Ma ormai l’acquazzone s’era in gran parte sfogato e già lasciava capire che di lì a poco sarebbe tutto finito: la pioggia diventava meno fitta, i tuoni e i lampi diminuivano e si allontanavano, gli scrosci accennavano a rallentare per ridursi fra breve a un’abbondante pioggerella e poi ancora a un rado gocciolio. Poco dopo, difatti, quella furia era passata e le nuvole erano tornate piccole e inoffensive lasciando di nuovo il cielo al sereno e al sole che aveva deciso di riaffacciarsi: subito ogni cosa brillò lucida e nuova mentre una brezza leggera si preparava ad asciugare la terra.
Una larga pozzanghera indugiava ancora ai piedi del Buon Caro Vecchio Signor Dio che si era chinato a osservarla: le tinte dell’acquerello dilavato dalla pioggia erano tutte lì, tante allegre macchie di ogni colore che indugiavano sulla superficie dell’acqua azzurrata dal riflesso del cielo navigando lente, senza mischiarsi, come portata ognuna da una corrente segreta.

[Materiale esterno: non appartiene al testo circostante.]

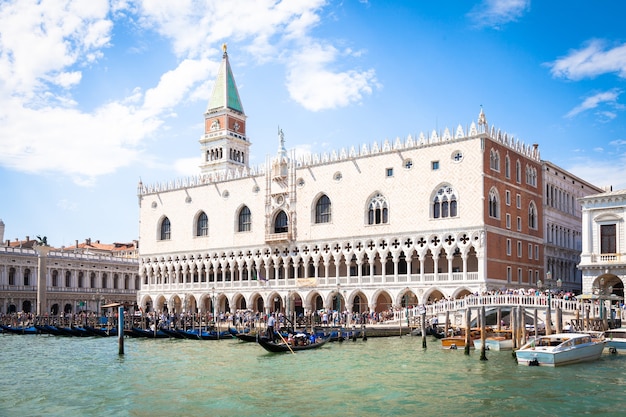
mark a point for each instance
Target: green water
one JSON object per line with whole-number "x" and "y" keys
{"x": 56, "y": 376}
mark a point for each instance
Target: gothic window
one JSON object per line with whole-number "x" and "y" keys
{"x": 532, "y": 216}
{"x": 507, "y": 166}
{"x": 494, "y": 205}
{"x": 322, "y": 210}
{"x": 608, "y": 238}
{"x": 445, "y": 203}
{"x": 165, "y": 229}
{"x": 494, "y": 160}
{"x": 281, "y": 224}
{"x": 377, "y": 210}
{"x": 244, "y": 222}
{"x": 202, "y": 226}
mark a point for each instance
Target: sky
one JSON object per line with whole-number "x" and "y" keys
{"x": 98, "y": 95}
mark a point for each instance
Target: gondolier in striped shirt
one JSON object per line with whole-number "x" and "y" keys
{"x": 271, "y": 323}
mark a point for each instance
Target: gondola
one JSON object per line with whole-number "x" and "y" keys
{"x": 249, "y": 337}
{"x": 147, "y": 333}
{"x": 101, "y": 331}
{"x": 21, "y": 330}
{"x": 284, "y": 347}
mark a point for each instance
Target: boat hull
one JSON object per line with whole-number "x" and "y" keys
{"x": 283, "y": 347}
{"x": 454, "y": 342}
{"x": 566, "y": 353}
{"x": 495, "y": 343}
{"x": 615, "y": 341}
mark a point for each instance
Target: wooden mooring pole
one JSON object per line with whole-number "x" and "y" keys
{"x": 120, "y": 330}
{"x": 483, "y": 335}
{"x": 468, "y": 329}
{"x": 423, "y": 325}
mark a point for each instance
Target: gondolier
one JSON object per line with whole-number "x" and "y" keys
{"x": 271, "y": 322}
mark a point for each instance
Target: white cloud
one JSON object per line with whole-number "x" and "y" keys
{"x": 311, "y": 84}
{"x": 45, "y": 46}
{"x": 592, "y": 60}
{"x": 186, "y": 167}
{"x": 39, "y": 40}
{"x": 495, "y": 13}
{"x": 594, "y": 101}
{"x": 601, "y": 172}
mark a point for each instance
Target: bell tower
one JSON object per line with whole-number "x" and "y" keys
{"x": 224, "y": 144}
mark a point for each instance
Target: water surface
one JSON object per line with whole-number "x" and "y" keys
{"x": 57, "y": 376}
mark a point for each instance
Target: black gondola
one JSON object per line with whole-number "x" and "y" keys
{"x": 284, "y": 347}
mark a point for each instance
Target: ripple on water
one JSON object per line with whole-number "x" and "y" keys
{"x": 381, "y": 377}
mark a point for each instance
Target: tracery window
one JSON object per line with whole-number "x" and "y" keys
{"x": 202, "y": 226}
{"x": 494, "y": 204}
{"x": 323, "y": 210}
{"x": 445, "y": 203}
{"x": 281, "y": 224}
{"x": 532, "y": 216}
{"x": 494, "y": 160}
{"x": 507, "y": 166}
{"x": 166, "y": 231}
{"x": 245, "y": 220}
{"x": 378, "y": 211}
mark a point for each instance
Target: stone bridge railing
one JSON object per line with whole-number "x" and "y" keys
{"x": 529, "y": 302}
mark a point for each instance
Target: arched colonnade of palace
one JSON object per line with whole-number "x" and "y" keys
{"x": 446, "y": 253}
{"x": 298, "y": 301}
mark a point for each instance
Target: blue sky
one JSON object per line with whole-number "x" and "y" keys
{"x": 96, "y": 95}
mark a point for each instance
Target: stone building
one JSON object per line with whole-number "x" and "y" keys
{"x": 563, "y": 225}
{"x": 368, "y": 228}
{"x": 603, "y": 257}
{"x": 79, "y": 278}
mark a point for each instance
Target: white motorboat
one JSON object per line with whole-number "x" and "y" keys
{"x": 560, "y": 349}
{"x": 495, "y": 342}
{"x": 615, "y": 340}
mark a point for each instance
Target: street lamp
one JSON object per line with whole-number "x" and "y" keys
{"x": 603, "y": 293}
{"x": 549, "y": 285}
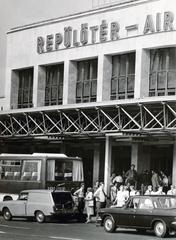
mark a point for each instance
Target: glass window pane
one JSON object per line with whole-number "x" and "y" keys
{"x": 122, "y": 84}
{"x": 152, "y": 83}
{"x": 94, "y": 88}
{"x": 161, "y": 80}
{"x": 86, "y": 90}
{"x": 171, "y": 79}
{"x": 130, "y": 84}
{"x": 79, "y": 89}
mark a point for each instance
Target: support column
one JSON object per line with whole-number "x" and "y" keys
{"x": 174, "y": 165}
{"x": 35, "y": 86}
{"x": 41, "y": 86}
{"x": 140, "y": 157}
{"x": 70, "y": 78}
{"x": 104, "y": 78}
{"x": 14, "y": 90}
{"x": 96, "y": 164}
{"x": 142, "y": 66}
{"x": 107, "y": 167}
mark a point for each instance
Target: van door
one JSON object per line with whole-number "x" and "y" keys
{"x": 19, "y": 206}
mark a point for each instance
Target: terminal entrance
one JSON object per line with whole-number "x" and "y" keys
{"x": 121, "y": 159}
{"x": 161, "y": 158}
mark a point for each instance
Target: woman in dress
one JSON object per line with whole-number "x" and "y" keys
{"x": 89, "y": 199}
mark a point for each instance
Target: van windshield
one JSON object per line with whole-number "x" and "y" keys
{"x": 62, "y": 197}
{"x": 168, "y": 202}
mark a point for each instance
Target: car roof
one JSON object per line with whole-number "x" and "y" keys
{"x": 44, "y": 191}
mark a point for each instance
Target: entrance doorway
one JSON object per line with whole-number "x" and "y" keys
{"x": 162, "y": 158}
{"x": 121, "y": 159}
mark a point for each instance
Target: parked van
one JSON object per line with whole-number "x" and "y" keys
{"x": 40, "y": 204}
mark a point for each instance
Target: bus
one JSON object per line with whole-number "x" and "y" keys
{"x": 38, "y": 171}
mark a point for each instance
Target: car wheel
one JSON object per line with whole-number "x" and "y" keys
{"x": 7, "y": 214}
{"x": 109, "y": 224}
{"x": 160, "y": 229}
{"x": 39, "y": 216}
{"x": 141, "y": 231}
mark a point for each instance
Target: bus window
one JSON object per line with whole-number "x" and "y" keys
{"x": 78, "y": 174}
{"x": 59, "y": 170}
{"x": 10, "y": 169}
{"x": 31, "y": 170}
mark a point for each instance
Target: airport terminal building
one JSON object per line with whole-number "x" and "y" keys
{"x": 100, "y": 85}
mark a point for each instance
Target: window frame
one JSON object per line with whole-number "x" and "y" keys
{"x": 86, "y": 84}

Allora il Buon Caro Vecchio Signor Dio intinse il Suo pennello più grosso in quell’acqua colorata e con un gesto forte e deciso lo alzò di scatto in un grande arco verso il cielo, spruzzandolo di infinite goccioline, così che lassù, sopra il mondo ancora bagnato di pioggia, s’inarcò altissimo, esile e perfetto, il primo arcobaleno. Egli restò a guardare quel gran nastro luminoso che legava l’uno all’altro gli estremi dell’orizzonte e vide che era molto bello. Come faceva spesso si passò compiaciuto la mano sulla fluente barba bianca mentre mormorava fra Sé e Sé: «Voglio proprio farci qualcosa di molto buono con tutto questo, prima o poi!».
Sorridendo raccolse il seggiolino pieghevole, riprese sottobraccio l’album e la scatola degli acquerelli e si avviò fischiettando per la discesa, diretto a casa.